The PPI is a basket of prices affecting US producers, made up of roughly 100,000 prices collected from 30,000 production and manufacturing firms.
The Producer Price Index (PPI), formerly known as the Wholesale Price Index, is a measure of inflation. While not as widely used as the CPI, many market participants do still pay close attention to the PPI and it is regarded as a high-quality gauge when it comes to detecting inflation.

Why is it important?

While the CPI measures prices that consumers are paying, and affects the Fed’s interest rate policy more directly, the PPI presents key data from earlier in the production process – it therefore potentially offers an opportunity to predict movement in the CPI.

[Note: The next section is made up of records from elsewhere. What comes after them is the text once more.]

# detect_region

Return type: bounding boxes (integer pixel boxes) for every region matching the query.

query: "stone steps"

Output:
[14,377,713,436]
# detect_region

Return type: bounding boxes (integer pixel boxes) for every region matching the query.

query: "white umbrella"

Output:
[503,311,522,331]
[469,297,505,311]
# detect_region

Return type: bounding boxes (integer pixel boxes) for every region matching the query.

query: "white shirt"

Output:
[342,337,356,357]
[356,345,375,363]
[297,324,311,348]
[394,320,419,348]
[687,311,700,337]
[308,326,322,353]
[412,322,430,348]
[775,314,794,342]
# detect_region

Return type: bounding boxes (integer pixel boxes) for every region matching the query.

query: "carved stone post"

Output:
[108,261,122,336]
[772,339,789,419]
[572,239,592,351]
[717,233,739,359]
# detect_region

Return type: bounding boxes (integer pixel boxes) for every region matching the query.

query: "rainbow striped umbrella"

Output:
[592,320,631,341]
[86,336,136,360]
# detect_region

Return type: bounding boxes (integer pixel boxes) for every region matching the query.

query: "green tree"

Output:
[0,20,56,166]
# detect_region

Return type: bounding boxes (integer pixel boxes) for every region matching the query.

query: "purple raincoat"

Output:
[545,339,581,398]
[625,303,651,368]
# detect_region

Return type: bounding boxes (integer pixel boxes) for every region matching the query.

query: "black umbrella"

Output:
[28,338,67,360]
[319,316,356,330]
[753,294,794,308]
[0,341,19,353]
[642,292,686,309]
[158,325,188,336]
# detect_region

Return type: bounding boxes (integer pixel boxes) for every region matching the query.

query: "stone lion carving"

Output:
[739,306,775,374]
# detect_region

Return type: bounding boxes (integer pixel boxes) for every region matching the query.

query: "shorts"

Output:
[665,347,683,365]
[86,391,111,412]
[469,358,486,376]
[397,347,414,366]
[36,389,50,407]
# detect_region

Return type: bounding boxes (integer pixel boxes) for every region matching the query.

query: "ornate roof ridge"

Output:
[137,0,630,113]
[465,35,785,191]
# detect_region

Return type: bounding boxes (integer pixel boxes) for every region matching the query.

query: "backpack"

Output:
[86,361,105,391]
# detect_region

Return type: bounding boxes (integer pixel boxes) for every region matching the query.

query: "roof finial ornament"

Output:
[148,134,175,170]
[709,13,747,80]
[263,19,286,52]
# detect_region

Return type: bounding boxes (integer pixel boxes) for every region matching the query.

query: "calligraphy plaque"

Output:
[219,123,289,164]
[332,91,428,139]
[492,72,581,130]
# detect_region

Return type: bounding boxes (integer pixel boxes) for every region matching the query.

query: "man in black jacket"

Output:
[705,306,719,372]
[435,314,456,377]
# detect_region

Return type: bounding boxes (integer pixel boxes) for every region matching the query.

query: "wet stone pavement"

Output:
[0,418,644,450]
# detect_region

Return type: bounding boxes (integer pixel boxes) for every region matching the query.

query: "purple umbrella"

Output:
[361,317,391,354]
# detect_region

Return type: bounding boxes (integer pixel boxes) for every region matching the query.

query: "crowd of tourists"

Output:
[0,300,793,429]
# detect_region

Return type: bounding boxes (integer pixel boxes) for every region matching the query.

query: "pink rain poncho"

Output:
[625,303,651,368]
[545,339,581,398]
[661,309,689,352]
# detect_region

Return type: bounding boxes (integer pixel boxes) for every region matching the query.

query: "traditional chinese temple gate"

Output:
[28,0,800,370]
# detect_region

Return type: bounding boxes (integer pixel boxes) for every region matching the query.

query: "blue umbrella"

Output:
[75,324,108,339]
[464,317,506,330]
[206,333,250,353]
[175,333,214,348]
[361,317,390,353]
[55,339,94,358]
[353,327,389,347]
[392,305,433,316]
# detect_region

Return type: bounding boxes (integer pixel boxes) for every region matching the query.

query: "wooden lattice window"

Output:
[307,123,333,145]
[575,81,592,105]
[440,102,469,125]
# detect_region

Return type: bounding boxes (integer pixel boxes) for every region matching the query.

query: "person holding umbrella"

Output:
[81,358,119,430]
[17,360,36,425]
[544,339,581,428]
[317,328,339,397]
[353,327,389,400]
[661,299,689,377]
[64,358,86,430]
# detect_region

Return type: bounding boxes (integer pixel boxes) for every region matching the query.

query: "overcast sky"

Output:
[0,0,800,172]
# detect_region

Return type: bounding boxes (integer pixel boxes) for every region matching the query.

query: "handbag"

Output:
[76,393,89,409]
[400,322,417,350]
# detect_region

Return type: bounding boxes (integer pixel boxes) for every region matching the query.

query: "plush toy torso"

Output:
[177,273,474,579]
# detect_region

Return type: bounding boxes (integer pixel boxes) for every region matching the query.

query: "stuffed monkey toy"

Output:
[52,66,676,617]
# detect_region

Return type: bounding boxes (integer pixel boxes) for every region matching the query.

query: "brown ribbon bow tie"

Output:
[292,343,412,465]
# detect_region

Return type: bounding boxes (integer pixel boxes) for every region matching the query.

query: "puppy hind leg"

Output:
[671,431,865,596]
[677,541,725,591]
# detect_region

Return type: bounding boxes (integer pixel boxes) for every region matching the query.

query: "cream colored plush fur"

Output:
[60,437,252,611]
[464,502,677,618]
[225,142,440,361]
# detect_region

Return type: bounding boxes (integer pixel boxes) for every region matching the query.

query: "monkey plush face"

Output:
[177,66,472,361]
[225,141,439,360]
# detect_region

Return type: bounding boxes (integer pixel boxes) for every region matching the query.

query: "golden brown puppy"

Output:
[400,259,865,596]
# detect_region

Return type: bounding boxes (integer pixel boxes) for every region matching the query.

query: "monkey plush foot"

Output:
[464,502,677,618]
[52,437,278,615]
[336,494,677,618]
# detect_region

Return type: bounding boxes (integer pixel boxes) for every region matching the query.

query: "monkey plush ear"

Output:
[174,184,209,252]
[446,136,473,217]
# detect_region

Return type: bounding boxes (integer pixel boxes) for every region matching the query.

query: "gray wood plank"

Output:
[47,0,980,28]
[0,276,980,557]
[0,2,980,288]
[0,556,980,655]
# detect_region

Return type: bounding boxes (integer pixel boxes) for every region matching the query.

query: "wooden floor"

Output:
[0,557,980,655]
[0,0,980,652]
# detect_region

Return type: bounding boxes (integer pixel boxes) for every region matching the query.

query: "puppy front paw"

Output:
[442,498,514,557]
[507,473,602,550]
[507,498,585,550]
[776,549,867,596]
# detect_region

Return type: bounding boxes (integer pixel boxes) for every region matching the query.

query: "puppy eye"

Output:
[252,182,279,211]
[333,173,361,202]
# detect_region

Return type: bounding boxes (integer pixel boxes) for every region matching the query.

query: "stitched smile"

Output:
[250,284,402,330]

If the prices paid to manufacturers are going up, businesses will be left with the choice of either charging higher prices or taking a drop in profits. The ability of businesses to pass on costs in the form of price increases is dependent on the strength of the marketplace and how competitive it is.
A decreasing or marginally increasing PPI suggests low inflation – and low interest rates – which should, in theory, mean a rallying bond and equity markets. Any PPI figure that is larger than expected has inflationary implications and is likely to adversely affect the bond and equity markets.
A drawback to PPI data is that the index does not take into account the prices of imported goods. Consequently, it is unlikely to accurately measure producer prices for businesses with international operations.